En Europe, le genre reste plébiscité par une communauté de niche, à majorité hispanophone, et reste cloisonné aux boites de nuit. Mais à la moitié des années 2010, il se refait une beauté avec l’arrivée des nouvelles stars J. Balvin et Nicky Jam. Les chiffres grimpent, mais il faudra attendre le tube planétaire «Despacito», de Luis Fonsi et Daddy Yankee (encore lui), qui en 2017 fait exploser les compteurs de Youtube et devient la vidéo la plus visionnée de tous les temps, avec 6,5 milliards de vues.
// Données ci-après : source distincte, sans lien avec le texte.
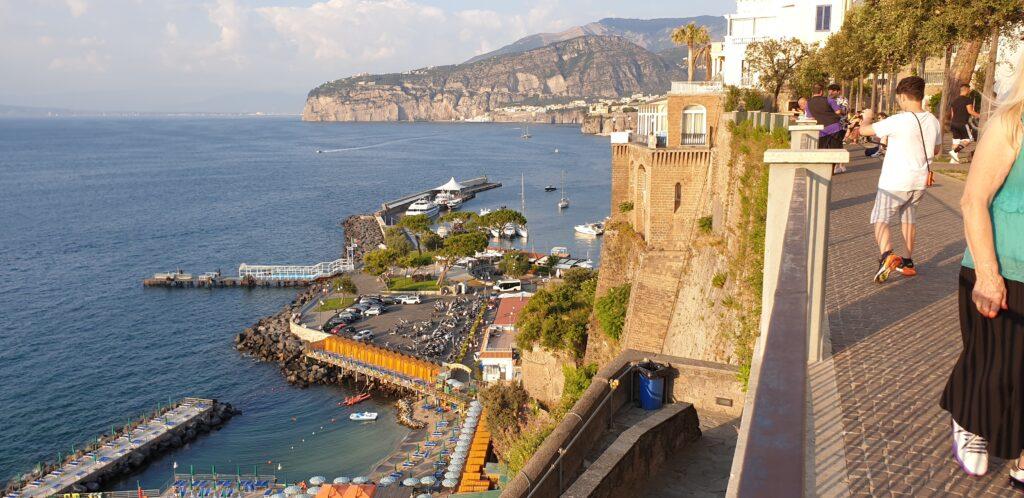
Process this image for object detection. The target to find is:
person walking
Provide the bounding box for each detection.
[859,76,942,284]
[939,57,1024,490]
[949,84,981,163]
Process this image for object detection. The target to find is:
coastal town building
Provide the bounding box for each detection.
[479,295,529,383]
[713,0,855,86]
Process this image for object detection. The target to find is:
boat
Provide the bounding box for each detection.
[575,223,604,236]
[558,170,569,209]
[343,392,370,407]
[406,197,439,217]
[434,192,462,210]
Aujourd’hui, les sonorités latines et les rythmes dancehall se retrouvent partout dans la pop mondiale, y compris dans le hip-hop francophone. En 2019, le chanteur colombien J. Balvin a même marqué l’histoire de Coachella, plus grand festival musical étasunien, en devenant le premier artiste reggaeton à se produire en tête d’affiche.